Deferis dit à ses gardes nubiens de tout faire laver et de la jeter au crocodile, mais pas à ses chiens car la femme était pleine de poisons.
« Et amenez-moi à manger et à boire dans mes appartements avec deux femmes.
Et je les aime noires, pucelles, et avec de gros seins. »
Un jour et demi et une demi-lune plus tard, le Grand Prêtre en savait plus qu'il ne l'imaginait.
Deux évidences lui étaient apparues.
La première est qu'il se tuerait s'il devait être la victime du maître des supplices.

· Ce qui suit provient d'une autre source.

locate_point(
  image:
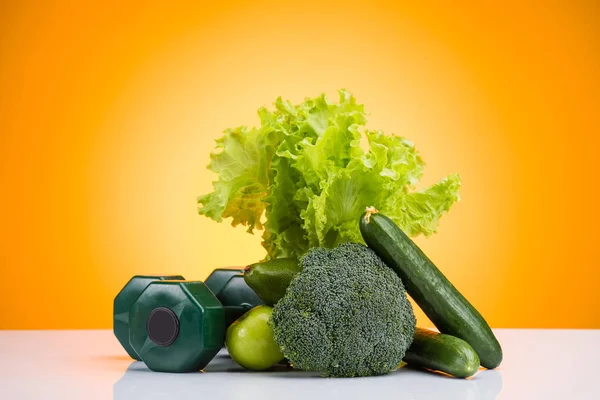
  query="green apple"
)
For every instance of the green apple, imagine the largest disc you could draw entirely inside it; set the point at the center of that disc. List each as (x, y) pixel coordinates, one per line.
(250, 340)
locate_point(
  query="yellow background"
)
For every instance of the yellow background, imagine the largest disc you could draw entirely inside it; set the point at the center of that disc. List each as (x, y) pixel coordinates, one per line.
(108, 112)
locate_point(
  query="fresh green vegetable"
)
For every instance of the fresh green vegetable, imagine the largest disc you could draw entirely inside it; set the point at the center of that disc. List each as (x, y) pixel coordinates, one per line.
(345, 314)
(305, 170)
(249, 340)
(270, 279)
(440, 300)
(441, 352)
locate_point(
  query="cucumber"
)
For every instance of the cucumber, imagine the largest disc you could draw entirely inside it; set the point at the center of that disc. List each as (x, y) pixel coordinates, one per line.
(270, 279)
(438, 298)
(441, 352)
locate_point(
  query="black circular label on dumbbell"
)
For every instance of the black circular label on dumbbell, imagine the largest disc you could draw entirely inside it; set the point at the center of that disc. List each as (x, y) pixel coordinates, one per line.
(162, 326)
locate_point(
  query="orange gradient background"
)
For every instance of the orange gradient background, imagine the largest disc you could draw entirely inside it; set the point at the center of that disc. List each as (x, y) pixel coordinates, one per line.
(108, 112)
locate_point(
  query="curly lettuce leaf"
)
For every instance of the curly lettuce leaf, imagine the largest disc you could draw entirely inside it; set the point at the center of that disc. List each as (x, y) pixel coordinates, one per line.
(304, 179)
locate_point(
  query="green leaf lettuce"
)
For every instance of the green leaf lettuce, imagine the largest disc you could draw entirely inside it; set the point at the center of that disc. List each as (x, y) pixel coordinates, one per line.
(303, 178)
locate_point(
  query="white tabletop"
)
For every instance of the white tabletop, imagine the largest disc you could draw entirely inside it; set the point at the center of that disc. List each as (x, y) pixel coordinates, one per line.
(538, 364)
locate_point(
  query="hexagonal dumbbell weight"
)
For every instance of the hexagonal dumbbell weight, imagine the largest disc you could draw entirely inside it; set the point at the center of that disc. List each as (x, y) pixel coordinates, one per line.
(233, 292)
(123, 302)
(177, 326)
(217, 279)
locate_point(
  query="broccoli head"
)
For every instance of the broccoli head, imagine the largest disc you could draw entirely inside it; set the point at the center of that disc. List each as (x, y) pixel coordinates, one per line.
(346, 314)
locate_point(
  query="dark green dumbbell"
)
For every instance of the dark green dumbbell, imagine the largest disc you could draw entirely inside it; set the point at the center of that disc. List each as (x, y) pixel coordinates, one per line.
(177, 326)
(237, 298)
(217, 279)
(123, 302)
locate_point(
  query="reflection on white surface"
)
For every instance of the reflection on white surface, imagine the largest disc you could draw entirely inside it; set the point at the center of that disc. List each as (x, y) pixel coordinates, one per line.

La seconde, c'est qu'il jalousait les juifs d'avoir un dieu si puissant, et qui existait.
Il en avait la foi.
Lui, était le Grand Prêtre de dieux qui n'existaient pas.
La foi des juifs était une arme plus dangereuse que toutes les armées égyptiennes.
Ce peuple naïf et docile était d'une telle puissance que l'Égypte décadente n'y survivrait pas.
Déjà, les Égyptiens renâclaient à leur faire du mal.
Toutes les strates de la société égyptiennes étaient contaminées par les valeurs de leurs esclaves.
Les enfants illégitimes posaient des problèmes de succession.
Des nobles préféraient gâter leurs maîtresses juives que leurs femmes légitimes et égyptiennes.
Nombreux étaient les Égyptiens qui s'échappaient des lieux de pouvoir, et s'installaient dans les provinces pour vivre leur vie sans les représailles, les jalousies, et les complots de meurtre.
La sédition grondait comme un ciel parsemé de nuages épais, et qui soudainement s'assombrissaient par un vent puissant venu du désert, claquant de tonnerre, et délestant des vagues de pluie dans la société.
Tous les rois devaient à chaque règne faire taire les révoltes internes dont l'intensité était fluctuante.